The latest crop of high schoolers has the penultimate encyclopedia, the Internet. Google a phrase from a song accompanying a TV show or ask it how high is Engineer Pass, and the Internet delivers the entire song and the how long it’ll take to from the paved road to the 12,800-foot summit of Engineer.
It’s in the Rocky Mountains near Ouray, Colorado, by the way, and I drove a Jeep within about 800 feet of that summit one spring before the snow had melted enough to unblock that last few feet of two-track road.
Daughter and I once waded online through a portion of the U.S. Constitution to discover for a paper in her master’s degree studies, whether the federal government had authority to establish gun-free zones around schools.
Our granddaughter, then eight years old, came home one evening to look up Frederick Douglass and was amazed to see how much the live one she’d just met looked like the dead one the live one pretended to be.
Like the encyclopedia of my youth, the Internet is a passport to nearly everything one could possibly want to know — or at least it’s a pointer to where that knowledge can be found.
The Internet also has Mark Zuckerberg’s most famous creation.
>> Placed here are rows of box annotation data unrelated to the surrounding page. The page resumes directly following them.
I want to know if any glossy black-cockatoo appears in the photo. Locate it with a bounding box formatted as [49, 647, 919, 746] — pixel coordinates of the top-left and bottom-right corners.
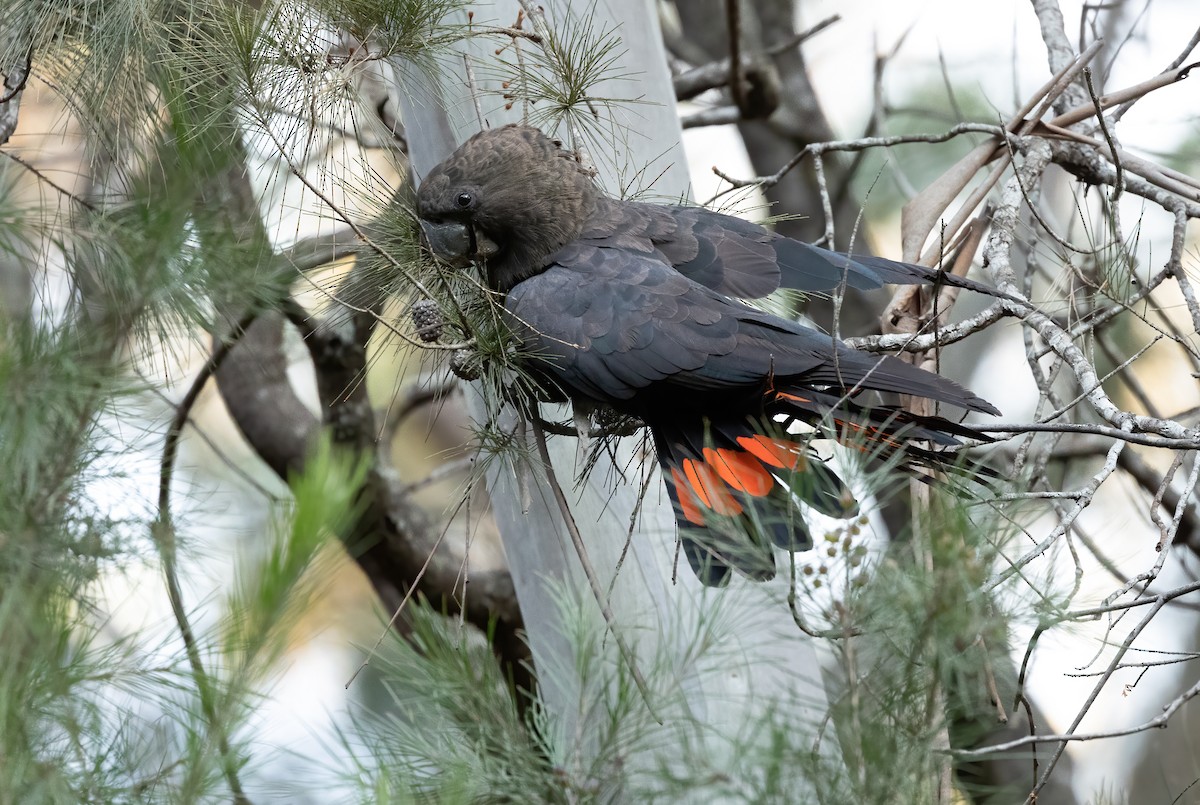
[418, 126, 998, 585]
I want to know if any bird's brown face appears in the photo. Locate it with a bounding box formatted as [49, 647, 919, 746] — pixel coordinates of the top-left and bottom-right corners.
[418, 176, 499, 268]
[416, 126, 596, 292]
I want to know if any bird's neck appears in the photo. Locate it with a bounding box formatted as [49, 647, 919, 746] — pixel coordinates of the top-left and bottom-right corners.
[487, 182, 608, 294]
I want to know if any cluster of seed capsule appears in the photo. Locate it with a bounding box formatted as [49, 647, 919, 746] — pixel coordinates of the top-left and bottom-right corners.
[409, 299, 479, 380]
[797, 515, 870, 590]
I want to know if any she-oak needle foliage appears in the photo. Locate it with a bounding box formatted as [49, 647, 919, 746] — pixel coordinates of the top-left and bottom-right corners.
[0, 0, 1032, 803]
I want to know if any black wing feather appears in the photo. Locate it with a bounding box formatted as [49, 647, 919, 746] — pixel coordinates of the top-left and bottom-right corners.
[506, 244, 996, 413]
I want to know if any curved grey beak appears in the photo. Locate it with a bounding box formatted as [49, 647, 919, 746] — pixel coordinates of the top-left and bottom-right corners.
[421, 221, 500, 266]
[421, 221, 473, 265]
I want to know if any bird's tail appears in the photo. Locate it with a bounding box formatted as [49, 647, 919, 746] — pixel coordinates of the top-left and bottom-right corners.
[652, 389, 995, 587]
[652, 420, 858, 587]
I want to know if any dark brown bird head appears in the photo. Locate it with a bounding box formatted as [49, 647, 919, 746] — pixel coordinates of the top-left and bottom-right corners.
[416, 125, 599, 292]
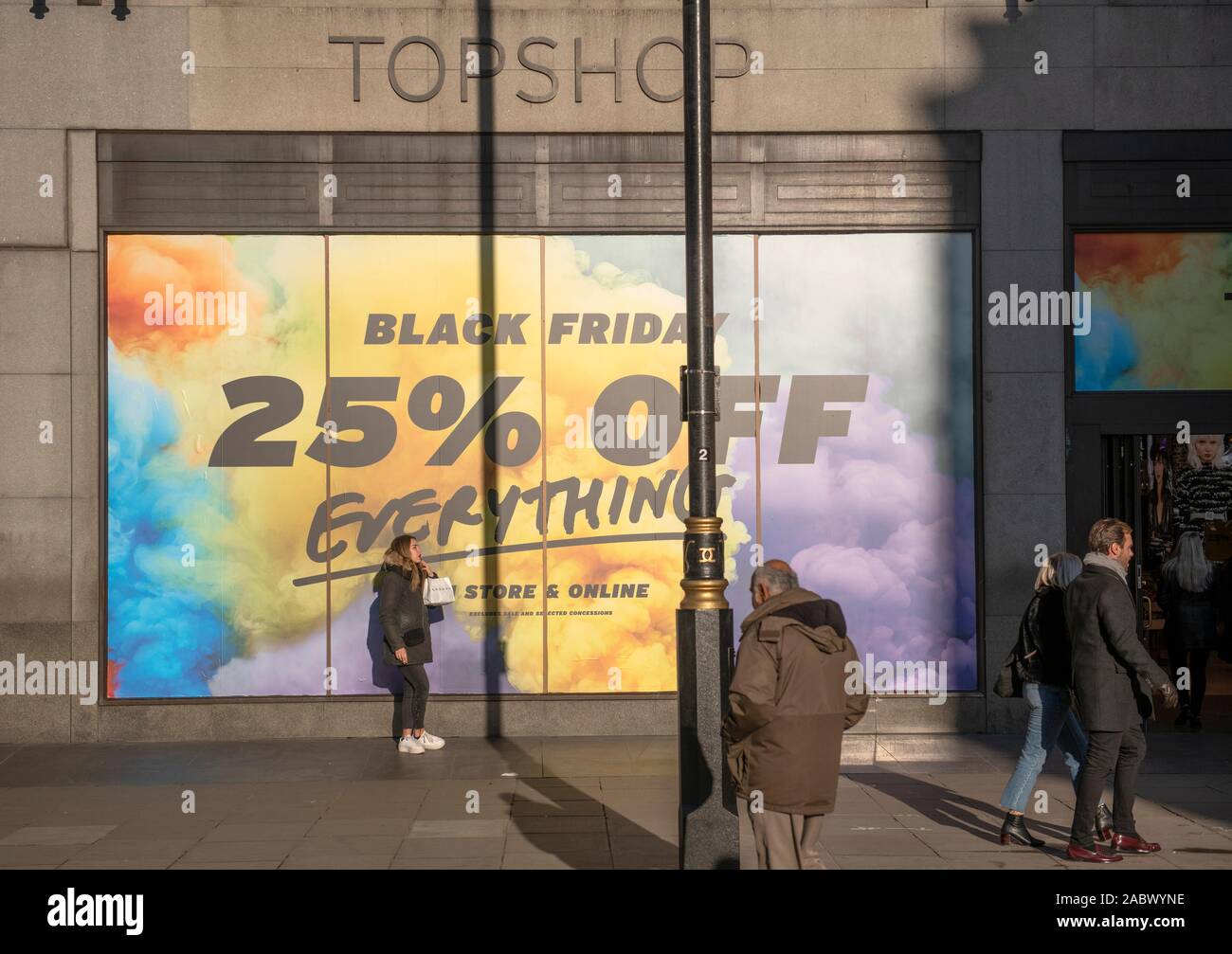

Zuck invented Facebook while in college as a device to catalog girls. The platform has made him very wealthy on its way to becoming eminently useful for spreading information about all manner of organization, mayhem and outright lies.
I do not spend much time on Facebook, though I pay close attention to a half dozen of them. I am bothered to discover that because I didn’t comment on a friend’s post, Zuck hasn’t shown me anything the friend has posted since before Covid.
And I announce my weekly column on Facebook where, with a little luck, my friends will “Share” my posts with their friends.
But the platform’s “feature” allows a truckload of false information to be passed around while blocking information that might actually be helpful. For that reason, many people report emphatically that they do not “do” Twitter or Facebook.
I wonder how many of my readers regularly inhabit the Facebook Interverse, and for what reasons.
John Messeder is a freelance reporter and photographer who resides in Cumberland Township. He may be contacted at john@johnmesseder.com
John, I am a daily ‘user’ of FB. In one way or another I like to share things I find that are funny, interesting to me (and perhaps some of my friends), special and/or fascinating. I think my friends there do too. I also like to share intersting news articles that I find in the NYT. “That’s Entertainment” I say. I also like to spread information about where and when my band is performing or about the community chorus I direct. Sometimes, I’m curious about national and world news and my friends opinions on those events. FB is also a… Read more »
Great column John! Love to hear your thoughts on Tik-Tok
I so far have not discovered its point, but probably I have not dug deeply enough.
I use it mainly to keep in touch with some friends and family across the country and share photos on WGALs ULOCAL and check out others photos. I really don’t spend a lot of time on it and I keep my friends list below 30.